Quid de la base d’Edmond Rizk ? Selon une source proche de l’ancien ministre, celui-ci appuie la liste menée par Khalil Harfouche, « mais il a laissé à sa base la liberté de vote ». Les Forces libanaises soutiennent également la candidature de M. Harfouche, comme elles l’avaient annoncé récemment dans un communiqué. Quant aux Kataëb, ils auraient eux aussi laissé à leur base, dont les voix sont dispersées entre les deux parties en lice, la liberté de vote, « le parti n’ayant pas pris une position claire dans ce cadre ». Quatre candidats pour la partielle
En ce qui concerne la partielle, quatre candidats s’opposeront dimanche pour le siège laissé vacant après le décès de Michel Hélou : Ibrahim Azar, fils de l’ancien député Samir Azar, qui serait appuyé par le mouvement Amal ; Amal Abou Zeid, homme d’affaires ayant réussi, candidat officiel du CPL, soutenu également par les Forces libanaises et les Kataëb ; Salah Gebran, ancien commandant en chef de la gendarmerie, qui était proche du CPL, aujourd’hui indépendant ; et Patrick Rizkallah, un dissident du CPL qui s’était opposé au processus suivi pour élire Gebran Bassil à la tête de la formation, lui aussi indépendant.
Selon l’observateur, « les habitants de Jezzine ont toujours voulu avoir deux députés maronites issus de la localité même ». Comme feu Michel Hélou était originaire de Jezzine, ils souhaiteraient donc que le nouveau député soit de la localité. « C’est sur ce point que mise Ibrahim Azar, puisqu’il est le seul originaire de la bourgade », avance la source qui suit de près la situation.

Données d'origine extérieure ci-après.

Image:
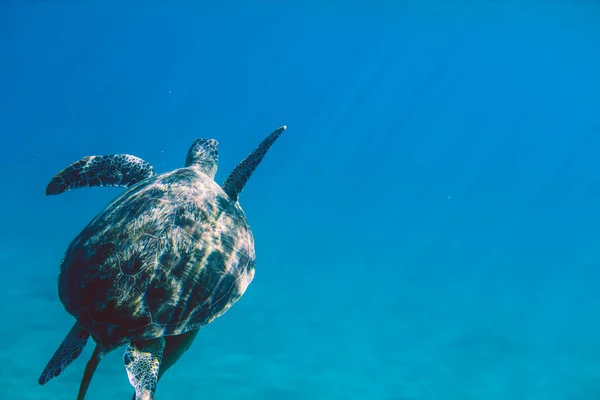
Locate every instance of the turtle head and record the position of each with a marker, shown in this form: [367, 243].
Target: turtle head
[204, 154]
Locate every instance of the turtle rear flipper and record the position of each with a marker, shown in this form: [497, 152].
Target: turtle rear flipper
[175, 346]
[142, 361]
[122, 170]
[70, 348]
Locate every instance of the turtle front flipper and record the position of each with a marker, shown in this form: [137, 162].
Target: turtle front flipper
[238, 178]
[122, 170]
[70, 348]
[142, 361]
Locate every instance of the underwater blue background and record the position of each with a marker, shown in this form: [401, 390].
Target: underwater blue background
[426, 228]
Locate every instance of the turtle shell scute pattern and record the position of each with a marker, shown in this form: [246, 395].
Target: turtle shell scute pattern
[162, 259]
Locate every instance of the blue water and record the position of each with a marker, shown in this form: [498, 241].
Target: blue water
[426, 228]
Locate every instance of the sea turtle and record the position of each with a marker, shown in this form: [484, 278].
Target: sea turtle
[166, 257]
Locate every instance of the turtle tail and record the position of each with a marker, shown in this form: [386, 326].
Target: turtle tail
[90, 368]
[238, 178]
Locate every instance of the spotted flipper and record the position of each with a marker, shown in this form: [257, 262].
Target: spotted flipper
[90, 368]
[175, 346]
[70, 348]
[142, 361]
[238, 178]
[121, 170]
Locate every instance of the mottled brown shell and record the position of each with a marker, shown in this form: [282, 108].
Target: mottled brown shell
[169, 255]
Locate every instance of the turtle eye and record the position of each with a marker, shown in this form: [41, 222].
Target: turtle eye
[204, 153]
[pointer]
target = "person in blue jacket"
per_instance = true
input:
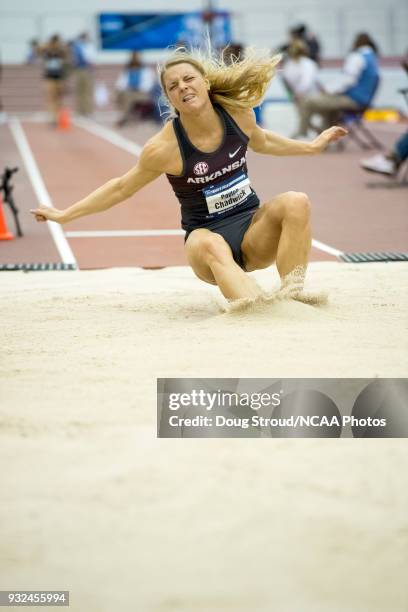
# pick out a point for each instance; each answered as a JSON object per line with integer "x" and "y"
{"x": 355, "y": 91}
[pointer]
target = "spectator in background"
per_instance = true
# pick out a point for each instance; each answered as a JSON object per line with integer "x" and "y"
{"x": 83, "y": 58}
{"x": 300, "y": 75}
{"x": 353, "y": 93}
{"x": 34, "y": 52}
{"x": 55, "y": 57}
{"x": 301, "y": 32}
{"x": 135, "y": 86}
{"x": 233, "y": 52}
{"x": 388, "y": 164}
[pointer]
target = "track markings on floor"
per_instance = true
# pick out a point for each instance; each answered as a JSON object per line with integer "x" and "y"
{"x": 131, "y": 147}
{"x": 40, "y": 190}
{"x": 110, "y": 135}
{"x": 122, "y": 233}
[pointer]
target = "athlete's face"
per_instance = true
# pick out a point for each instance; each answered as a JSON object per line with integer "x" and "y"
{"x": 186, "y": 88}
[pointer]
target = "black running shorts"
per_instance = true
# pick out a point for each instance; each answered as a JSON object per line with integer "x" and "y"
{"x": 232, "y": 229}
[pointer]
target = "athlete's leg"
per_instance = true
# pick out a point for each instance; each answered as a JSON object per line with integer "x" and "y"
{"x": 211, "y": 259}
{"x": 280, "y": 230}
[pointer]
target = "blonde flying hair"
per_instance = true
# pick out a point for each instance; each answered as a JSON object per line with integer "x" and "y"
{"x": 238, "y": 84}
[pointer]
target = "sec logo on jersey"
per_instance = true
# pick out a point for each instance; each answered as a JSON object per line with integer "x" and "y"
{"x": 200, "y": 168}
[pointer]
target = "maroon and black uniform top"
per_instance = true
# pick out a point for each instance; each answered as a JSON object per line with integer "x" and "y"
{"x": 213, "y": 185}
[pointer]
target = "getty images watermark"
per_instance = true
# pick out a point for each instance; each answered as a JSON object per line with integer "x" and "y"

Comment pourraient se répartir les voix de l’électorat à Jezzine (près de 58 000 inscrits aux listes électorales et quelque 23 000 électeurs) ? La source estime que l’électorat ne sera pas très motivé, puisque tout se joue au niveau des chrétiens. Selon son pronostic, Ibrahim Azar récoltera le plus grand nombre des voix des chrétiens de la ville même de Jezzine, ainsi que la majorité des voix du mouvement Amal, qui pourrait également accorder ses voix à Salah Gebran. Amal Abou Zeid aura les voix des chrétiens en général et probablement celles du Hezbollah. M. Edmond Rizk ne se sentant pas très concerné par cette partielle, d’autant que le Parlement est « en vacances » et que des législatives devraient se tenir dans dix mois, il a laissé la liberté de vote à sa base. Le CPL émet toutefois des appréhensions concernant le vote chiite. Un cadre haut placé a indiqué à L’Orient-Le Jour que le courant redoute que Patrick Rizkallah n’ait recours à des manœuvres pour diviser l’électorat aouniste. Le CPL craint aussi qu’il n’y ait un forcing de la part du chef du mouvement Amal, Nabih Berry – qui avait déclaré laisser la liberté de vote à sa base –, en faveur d’Ibrahim Azar. Dimanche soir, les urnes le diront.